ESI yesterday provided more details on its results for the fiscal year ended January 31, 2013. As we posted after the preliminary announcement last month, total revenue was up 16% year/year to €109 million. However, the company’s cautious outlook and higher-than-expected expenses led its share price to tumble 17% in mid-day trading on the Paris Bourse. Said CEO Alain de Rouvray in prepared remarks, “the[se] results are below our expectations, impacted by an unexpected slowdown in growth at the end of our financial year and the continuation of M&A marketing and integration investments. The economic context leads to more cautious growth prospects and tighter control over operating costs. ”
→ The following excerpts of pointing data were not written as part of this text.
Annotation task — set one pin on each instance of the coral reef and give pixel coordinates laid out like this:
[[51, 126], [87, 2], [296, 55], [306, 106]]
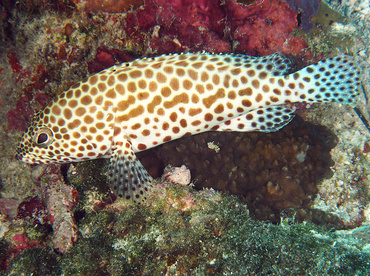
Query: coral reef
[[271, 171], [214, 235], [49, 45]]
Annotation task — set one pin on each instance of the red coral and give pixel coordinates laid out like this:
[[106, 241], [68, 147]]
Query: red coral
[[263, 27], [260, 28], [111, 6], [14, 62], [106, 58]]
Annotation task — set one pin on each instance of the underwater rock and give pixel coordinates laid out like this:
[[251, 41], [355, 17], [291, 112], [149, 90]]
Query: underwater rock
[[306, 9], [271, 171]]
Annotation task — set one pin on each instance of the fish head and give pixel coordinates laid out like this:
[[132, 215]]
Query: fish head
[[63, 137]]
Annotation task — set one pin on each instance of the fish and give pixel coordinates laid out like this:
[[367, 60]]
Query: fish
[[141, 104]]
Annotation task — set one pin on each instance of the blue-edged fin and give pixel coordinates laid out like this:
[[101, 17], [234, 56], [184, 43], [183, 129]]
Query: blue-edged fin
[[335, 79], [266, 119], [127, 176]]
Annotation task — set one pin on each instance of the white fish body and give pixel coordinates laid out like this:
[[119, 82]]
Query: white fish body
[[147, 102]]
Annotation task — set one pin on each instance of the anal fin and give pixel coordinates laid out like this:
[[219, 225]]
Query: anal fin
[[127, 176], [265, 119]]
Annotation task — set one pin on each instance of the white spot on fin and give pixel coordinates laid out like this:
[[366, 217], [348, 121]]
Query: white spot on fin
[[266, 119], [127, 176]]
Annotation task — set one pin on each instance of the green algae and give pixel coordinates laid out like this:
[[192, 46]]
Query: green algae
[[187, 232]]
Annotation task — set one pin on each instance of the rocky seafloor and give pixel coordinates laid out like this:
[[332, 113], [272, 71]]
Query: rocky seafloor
[[292, 202]]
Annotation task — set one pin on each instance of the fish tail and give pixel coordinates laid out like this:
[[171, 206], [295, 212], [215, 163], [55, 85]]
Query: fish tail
[[335, 79]]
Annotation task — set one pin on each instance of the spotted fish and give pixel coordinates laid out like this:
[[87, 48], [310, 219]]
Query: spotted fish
[[144, 103]]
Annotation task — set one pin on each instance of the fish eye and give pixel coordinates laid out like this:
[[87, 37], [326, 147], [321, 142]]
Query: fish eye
[[43, 137]]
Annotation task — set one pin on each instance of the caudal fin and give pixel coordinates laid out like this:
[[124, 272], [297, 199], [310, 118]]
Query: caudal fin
[[335, 79]]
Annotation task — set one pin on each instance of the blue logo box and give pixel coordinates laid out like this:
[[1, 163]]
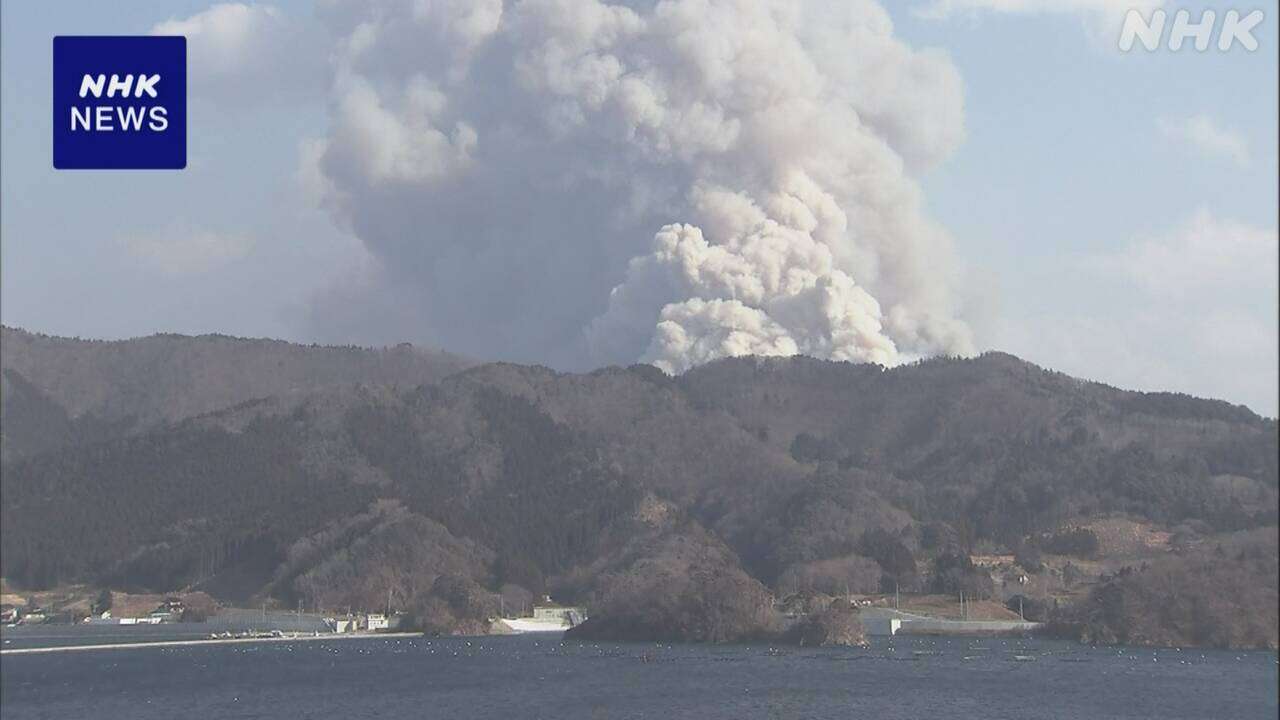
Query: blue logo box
[[119, 103]]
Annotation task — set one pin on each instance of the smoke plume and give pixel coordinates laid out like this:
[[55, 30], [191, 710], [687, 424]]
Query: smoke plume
[[577, 182]]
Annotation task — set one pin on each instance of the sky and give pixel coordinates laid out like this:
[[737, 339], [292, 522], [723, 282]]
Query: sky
[[572, 183]]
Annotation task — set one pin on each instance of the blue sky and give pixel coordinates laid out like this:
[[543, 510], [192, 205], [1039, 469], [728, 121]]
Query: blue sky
[[1114, 214]]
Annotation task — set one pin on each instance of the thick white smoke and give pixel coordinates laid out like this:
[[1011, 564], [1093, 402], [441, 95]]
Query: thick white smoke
[[580, 182]]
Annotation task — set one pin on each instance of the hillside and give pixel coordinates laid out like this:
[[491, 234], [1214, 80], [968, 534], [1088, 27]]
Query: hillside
[[62, 391], [675, 507]]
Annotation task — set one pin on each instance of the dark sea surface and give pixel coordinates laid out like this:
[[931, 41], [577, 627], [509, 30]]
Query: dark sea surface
[[543, 677]]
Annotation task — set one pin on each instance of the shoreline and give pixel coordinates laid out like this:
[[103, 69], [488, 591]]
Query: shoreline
[[201, 642]]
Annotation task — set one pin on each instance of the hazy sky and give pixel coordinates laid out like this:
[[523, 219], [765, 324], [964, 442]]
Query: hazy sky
[[978, 174]]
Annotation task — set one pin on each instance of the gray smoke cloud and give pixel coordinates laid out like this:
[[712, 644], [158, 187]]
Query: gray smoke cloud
[[577, 182]]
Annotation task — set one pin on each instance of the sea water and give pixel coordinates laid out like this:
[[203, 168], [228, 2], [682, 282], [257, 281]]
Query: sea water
[[547, 677]]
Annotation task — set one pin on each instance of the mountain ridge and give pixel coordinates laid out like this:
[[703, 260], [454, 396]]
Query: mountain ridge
[[739, 478]]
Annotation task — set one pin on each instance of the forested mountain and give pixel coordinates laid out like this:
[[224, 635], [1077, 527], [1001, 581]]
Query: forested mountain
[[662, 502], [63, 391]]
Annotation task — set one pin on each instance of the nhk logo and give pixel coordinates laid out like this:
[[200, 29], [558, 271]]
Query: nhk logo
[[119, 103]]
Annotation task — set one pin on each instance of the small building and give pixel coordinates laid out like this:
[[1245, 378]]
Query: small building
[[558, 614], [341, 624]]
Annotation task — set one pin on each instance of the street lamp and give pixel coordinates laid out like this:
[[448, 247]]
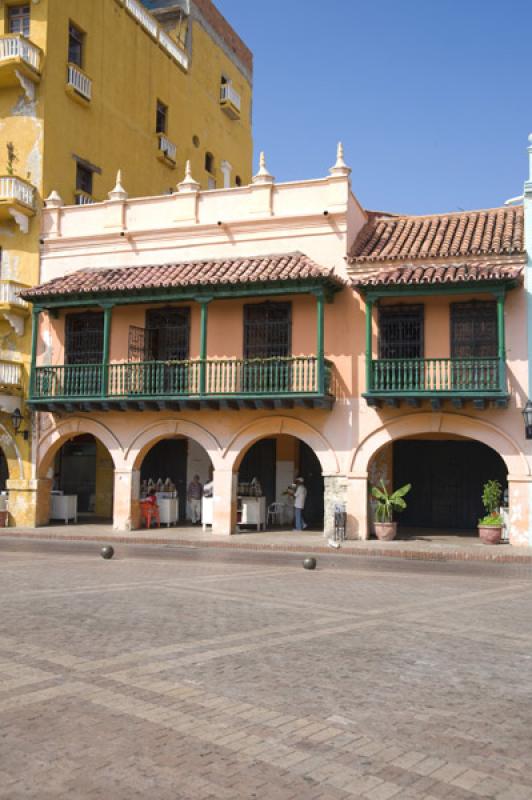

The preliminary report was a bit short on details, so here’s what we learned with this new report (the annual report isn’t published yet, and will likely contain even more information):
- License revenue was up 13% to €77.5 million. New license revenue was up 7% to €17 million.
- Services revenue was up 24% to €31.5 million.
- Due to the higher expenses referenced by M. de Rouvray, pretax profit fell from 8.7% of sales in fiscal 2012 to 7.4% in fiscal 2013, and net income to 4.6% of sales, from 6.4%. Net profit for fiscal 2013 was €5 million.
- Yesterday’s report lays out why ESI’s 2013 was perhaps better than investors might think: The gross margin (a measure of the cost of doing ESI’s business) went from 70% in fiscal 2012 to 68% in fiscal 2013. Companies typically work to move this needle in the other direction; in ESI’s case, the gross margin declined in part because of a higher proportion of revenue from services. ESI sees this as a good thing, though: services to customers focus on analytical and product design methodology and often lead to future software sales.
- From the report issued last month, we know that sales by geography followed the typical pattern, with Europe accounting for 43% of total revenue; Asia up slightly to 37%; and the Americas down slightly to 20%. Orders booked from BRIC countries edged up a bit, representing 11.9% of the total in fiscal 2013 and compared with 11.5% a year ago.
- Selling to major OEMs. ESI recently signed major agreements with Renault and EADS/Astrium and believes these deals show “the necessity of use of virtual prototyping solutions by major OEMs and their suppliers”.
- Continuing is acquisition strategy in a market that it believes is in a “consolidation phase”.
- Looking at SaaS and other licensing innovations, leveraging its OpenCFD acquisition.
- Improving organizational agility to better meet the global technical and transactional needs of its customers.